Tamil Nadu Chief Minister J Jayalalithaa recently criticised the central Government for its “lack of attention to her state.” She referred specifically to the “Release of funds by the Centre to Tamil Nadu under the Police Modernisation Scheme” that had come down drastically, from 75 to 60 per cent, in 2012-13.”
Are states really not getting their share of funds for homeland security – particularly at a time when concerns over homeland security are at a peak? More specifically, has Tamil Nadu been deprived of resources to modernize its police force? The answer depends on who you ask.
Chief Minister Jayalalithaa is accurate in her claim that fund flows have slowed down. Yet, data suggests that this could well be because the funds given out in earlier years were still to be used.

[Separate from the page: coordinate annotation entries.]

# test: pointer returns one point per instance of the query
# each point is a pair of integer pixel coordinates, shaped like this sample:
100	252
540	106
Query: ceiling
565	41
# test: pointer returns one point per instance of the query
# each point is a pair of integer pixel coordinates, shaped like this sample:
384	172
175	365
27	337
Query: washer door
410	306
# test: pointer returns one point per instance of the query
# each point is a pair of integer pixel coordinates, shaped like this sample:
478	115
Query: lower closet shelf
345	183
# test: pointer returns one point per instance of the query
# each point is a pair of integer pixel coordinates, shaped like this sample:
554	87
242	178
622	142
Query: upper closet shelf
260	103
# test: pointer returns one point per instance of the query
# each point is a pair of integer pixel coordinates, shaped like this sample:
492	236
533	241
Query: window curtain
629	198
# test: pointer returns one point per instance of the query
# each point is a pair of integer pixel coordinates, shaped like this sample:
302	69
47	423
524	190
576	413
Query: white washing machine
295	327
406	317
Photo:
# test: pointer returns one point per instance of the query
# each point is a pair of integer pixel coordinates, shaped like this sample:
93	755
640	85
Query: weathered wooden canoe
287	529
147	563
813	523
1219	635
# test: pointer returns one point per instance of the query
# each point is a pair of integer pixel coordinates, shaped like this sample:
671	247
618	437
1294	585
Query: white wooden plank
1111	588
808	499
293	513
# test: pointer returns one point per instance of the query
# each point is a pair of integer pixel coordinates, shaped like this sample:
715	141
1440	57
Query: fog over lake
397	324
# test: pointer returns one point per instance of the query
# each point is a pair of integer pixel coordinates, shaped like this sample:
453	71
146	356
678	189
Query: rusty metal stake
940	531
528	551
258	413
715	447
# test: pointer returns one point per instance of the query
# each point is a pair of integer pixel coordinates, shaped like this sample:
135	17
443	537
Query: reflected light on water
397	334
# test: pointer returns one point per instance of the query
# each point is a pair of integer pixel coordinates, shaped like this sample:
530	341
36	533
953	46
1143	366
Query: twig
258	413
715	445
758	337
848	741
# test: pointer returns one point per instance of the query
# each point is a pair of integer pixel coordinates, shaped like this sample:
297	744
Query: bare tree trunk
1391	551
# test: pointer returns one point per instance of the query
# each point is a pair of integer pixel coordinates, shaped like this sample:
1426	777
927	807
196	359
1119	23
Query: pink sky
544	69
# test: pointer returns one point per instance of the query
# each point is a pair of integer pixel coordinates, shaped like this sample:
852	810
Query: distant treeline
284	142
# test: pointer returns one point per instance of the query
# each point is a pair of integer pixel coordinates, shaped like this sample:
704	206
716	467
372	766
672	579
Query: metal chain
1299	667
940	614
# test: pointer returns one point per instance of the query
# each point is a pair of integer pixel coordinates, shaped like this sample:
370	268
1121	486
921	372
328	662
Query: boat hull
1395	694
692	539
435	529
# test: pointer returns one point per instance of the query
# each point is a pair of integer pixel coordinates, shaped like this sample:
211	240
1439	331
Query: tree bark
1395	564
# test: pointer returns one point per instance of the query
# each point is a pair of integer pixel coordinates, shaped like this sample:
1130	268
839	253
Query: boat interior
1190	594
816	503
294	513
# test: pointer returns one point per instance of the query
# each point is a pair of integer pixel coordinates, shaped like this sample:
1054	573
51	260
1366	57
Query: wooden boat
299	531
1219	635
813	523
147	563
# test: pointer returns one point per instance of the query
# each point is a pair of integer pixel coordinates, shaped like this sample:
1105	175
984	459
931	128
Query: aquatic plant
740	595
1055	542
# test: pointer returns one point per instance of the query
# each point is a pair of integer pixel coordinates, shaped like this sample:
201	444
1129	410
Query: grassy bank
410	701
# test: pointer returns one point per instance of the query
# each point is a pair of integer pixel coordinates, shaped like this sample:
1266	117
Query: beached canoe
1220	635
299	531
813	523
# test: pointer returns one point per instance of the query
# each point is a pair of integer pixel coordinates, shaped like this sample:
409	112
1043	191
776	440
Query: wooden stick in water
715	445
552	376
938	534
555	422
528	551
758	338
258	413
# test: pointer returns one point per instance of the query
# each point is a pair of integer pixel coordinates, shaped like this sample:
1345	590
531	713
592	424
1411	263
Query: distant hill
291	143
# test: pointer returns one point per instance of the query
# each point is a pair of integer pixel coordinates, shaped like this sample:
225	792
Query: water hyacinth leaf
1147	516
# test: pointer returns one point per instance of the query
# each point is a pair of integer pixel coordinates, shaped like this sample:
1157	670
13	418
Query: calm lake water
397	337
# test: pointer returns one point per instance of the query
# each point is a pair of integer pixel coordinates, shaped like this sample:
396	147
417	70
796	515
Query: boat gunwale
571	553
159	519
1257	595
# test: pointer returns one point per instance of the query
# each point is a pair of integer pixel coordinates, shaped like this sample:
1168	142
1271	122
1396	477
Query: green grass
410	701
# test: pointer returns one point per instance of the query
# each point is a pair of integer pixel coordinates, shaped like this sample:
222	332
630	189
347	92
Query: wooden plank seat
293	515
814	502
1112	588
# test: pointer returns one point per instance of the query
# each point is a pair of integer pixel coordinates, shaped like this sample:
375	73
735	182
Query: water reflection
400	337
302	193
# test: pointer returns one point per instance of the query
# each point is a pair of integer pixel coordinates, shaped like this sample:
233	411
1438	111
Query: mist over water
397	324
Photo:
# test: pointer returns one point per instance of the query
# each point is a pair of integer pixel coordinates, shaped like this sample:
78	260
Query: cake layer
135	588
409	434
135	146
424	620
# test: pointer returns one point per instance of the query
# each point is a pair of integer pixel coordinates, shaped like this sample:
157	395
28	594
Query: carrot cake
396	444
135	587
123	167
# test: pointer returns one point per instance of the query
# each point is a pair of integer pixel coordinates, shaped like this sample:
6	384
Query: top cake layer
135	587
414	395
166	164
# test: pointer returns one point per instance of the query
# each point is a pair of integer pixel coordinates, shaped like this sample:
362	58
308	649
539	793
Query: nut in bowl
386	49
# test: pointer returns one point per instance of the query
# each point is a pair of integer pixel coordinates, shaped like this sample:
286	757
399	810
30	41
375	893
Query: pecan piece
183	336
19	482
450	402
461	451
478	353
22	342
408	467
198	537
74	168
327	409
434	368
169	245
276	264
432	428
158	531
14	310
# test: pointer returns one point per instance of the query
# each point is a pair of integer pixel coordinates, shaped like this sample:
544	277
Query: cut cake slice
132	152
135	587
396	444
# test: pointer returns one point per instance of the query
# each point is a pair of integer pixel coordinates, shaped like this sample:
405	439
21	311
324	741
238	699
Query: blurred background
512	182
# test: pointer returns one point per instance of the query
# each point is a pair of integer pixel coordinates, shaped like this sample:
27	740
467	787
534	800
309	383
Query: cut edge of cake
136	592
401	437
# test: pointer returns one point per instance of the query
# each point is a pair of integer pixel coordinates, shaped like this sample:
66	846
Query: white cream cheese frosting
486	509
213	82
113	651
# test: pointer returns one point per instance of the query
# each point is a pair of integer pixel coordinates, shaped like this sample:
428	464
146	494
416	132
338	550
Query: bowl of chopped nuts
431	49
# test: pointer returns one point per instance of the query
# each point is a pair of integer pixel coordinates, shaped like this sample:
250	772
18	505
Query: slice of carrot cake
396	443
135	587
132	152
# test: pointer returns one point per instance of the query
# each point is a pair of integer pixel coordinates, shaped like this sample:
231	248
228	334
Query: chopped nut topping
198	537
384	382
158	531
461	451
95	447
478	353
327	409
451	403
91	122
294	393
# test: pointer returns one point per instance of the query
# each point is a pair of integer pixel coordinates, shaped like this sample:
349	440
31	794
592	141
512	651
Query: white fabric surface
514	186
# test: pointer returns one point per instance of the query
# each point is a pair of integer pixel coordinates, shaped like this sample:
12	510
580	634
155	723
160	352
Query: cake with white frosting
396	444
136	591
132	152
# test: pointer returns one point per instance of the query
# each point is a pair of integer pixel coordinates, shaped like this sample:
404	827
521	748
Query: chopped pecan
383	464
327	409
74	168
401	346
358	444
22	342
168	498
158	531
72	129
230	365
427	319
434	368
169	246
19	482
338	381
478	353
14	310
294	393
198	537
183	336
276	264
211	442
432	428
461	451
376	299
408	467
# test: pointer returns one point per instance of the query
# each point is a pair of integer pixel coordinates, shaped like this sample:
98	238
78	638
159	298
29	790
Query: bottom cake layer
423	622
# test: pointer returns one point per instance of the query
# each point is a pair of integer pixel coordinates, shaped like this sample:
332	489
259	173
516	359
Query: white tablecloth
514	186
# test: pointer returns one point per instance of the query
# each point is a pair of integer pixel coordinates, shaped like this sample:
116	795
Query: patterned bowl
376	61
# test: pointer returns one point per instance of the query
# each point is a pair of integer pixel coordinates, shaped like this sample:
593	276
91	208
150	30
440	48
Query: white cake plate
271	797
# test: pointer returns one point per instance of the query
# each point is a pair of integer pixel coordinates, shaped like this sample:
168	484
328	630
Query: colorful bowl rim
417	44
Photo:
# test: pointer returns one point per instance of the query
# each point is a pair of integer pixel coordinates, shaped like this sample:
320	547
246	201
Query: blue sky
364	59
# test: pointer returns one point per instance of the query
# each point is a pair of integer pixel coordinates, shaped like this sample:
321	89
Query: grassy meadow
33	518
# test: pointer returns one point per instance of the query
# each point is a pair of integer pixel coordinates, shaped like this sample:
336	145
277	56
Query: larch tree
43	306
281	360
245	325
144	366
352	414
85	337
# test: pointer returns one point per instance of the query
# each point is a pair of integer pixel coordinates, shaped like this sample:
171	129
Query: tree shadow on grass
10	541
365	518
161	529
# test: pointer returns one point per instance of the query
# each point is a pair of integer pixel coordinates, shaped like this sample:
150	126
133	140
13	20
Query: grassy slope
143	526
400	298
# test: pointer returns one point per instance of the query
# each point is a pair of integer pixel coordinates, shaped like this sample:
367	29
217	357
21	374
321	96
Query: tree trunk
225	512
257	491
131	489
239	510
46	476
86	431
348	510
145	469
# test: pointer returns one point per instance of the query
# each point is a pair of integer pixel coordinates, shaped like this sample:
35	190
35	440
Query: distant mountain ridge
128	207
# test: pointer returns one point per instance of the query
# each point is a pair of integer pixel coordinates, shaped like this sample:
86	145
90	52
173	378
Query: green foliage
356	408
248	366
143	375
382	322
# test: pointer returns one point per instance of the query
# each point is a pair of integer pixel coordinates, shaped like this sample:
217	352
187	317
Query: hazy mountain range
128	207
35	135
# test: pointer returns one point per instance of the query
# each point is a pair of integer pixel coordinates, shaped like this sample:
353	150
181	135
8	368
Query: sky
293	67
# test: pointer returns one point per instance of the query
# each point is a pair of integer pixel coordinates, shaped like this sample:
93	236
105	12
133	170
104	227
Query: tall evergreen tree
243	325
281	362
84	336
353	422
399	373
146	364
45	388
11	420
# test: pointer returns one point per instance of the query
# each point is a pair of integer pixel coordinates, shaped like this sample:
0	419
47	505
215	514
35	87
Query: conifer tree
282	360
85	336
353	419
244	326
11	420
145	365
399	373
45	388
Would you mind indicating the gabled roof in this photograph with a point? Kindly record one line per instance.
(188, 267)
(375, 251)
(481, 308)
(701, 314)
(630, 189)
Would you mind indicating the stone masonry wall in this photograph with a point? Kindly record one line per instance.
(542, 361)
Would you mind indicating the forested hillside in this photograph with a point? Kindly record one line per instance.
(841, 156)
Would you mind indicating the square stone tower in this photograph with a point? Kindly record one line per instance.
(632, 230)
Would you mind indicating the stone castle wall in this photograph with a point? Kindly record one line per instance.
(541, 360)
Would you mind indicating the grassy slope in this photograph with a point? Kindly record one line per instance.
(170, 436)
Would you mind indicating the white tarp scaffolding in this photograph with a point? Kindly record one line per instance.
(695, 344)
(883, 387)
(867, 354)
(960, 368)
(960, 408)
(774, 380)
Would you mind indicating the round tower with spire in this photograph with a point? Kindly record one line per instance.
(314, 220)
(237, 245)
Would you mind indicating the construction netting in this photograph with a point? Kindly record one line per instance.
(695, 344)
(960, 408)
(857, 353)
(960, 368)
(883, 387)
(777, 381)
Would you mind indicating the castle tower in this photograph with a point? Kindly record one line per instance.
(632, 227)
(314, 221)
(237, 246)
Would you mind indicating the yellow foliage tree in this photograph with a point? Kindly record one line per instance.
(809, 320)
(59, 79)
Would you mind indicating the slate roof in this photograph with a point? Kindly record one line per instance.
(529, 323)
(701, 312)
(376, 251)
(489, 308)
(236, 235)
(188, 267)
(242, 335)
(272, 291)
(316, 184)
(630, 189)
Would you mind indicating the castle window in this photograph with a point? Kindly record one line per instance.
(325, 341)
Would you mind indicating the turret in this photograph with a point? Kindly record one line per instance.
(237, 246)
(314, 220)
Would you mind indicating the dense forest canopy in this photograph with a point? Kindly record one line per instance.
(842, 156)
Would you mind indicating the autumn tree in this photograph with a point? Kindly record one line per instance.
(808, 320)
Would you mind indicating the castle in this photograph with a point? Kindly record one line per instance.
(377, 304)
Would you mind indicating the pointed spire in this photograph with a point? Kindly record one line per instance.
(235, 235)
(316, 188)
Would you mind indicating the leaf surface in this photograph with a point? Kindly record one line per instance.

Amazingly, the Home Ministry’s Bureau of Police Research and Development says only 58% of police modernisation funds were used during 2011-12. The Centre and respective state governments provided Rs 1,150 crore but only Rs 671 crore was spent.
Let’s return to some background. Modernisation of state police forces has been a focused effort on the part of the Ministry of Home Affairs (MHA) since 1969-70.
The money is allocated (and is a non-refundable grant)) for a variety of purposes. They include construction of police stations, outposts, barracks, police lines, residential quarters for lower and upper subordinate police personnel, procurement of vehicles, communication equipment, security / surveillance equipment, modern weaponry and creating training infrastructure facilities.
The North-Eastern states and Jammu & Kashmir receive 100% central funding while other states get it on a 75:25 basis.
Now let’s look at the allocations and amount spent for the top 5 states, for the period from 2009-2013.
Figure 1 (a)
Figure 1 (b)
Figure 1 (b) above shows that Tamil Nadu has received a fair share of funds from 2009-10 but the number has reduced over the years.
It’s not just Tamil Nadu. Other states too haven’t used their modernisation funds, for example, Jammu & Kashmir’s funds remained untouched in 2011-12. Maharashtra too, the target of several terror attacks, didn’t use any of the funds allocated under the scheme in 2011-12
To return to the Tamil Nadu CM’s claim, she’s accurate because there has been a 60% decrease of funds released to the state in 2011-12. But Tamil Nadu spent only 20% of the funds it received for modernising its police force in 2011-12.
More specifically, Tamil Nadu police received Rs 43.19 crore in 2011-12 from the Centre and Rs 14.24 crore from the state government. But just Rs 13.3 crore was spent.
So where are the central Government’s funds going? And why are state Governments not spending them? A reply to a Parliamentary question in Rajya Sabha, the upper house, by the Ministry of Home Affairs last week summed it up.
The reply says matter of factly that the states do not spend the money allocated to them under the scheme. As the grant is non-refundable this money remains with the state governments. So the central government does not allocate more funds to states who already have large amounts lying unspent from previous years.
And as to why they don’t spend, the answer is seemingly more to do with bureaucracy, amidst the state and central Government departments. Procedural delays like testing of arms which takes time, is another reason cited for non-utilisation. For example permissions are required even before orders are placed for weapons and mobile units. The processing often takes very long and is even declined, apparently. Thus, once again, leading to funds remaining unspent.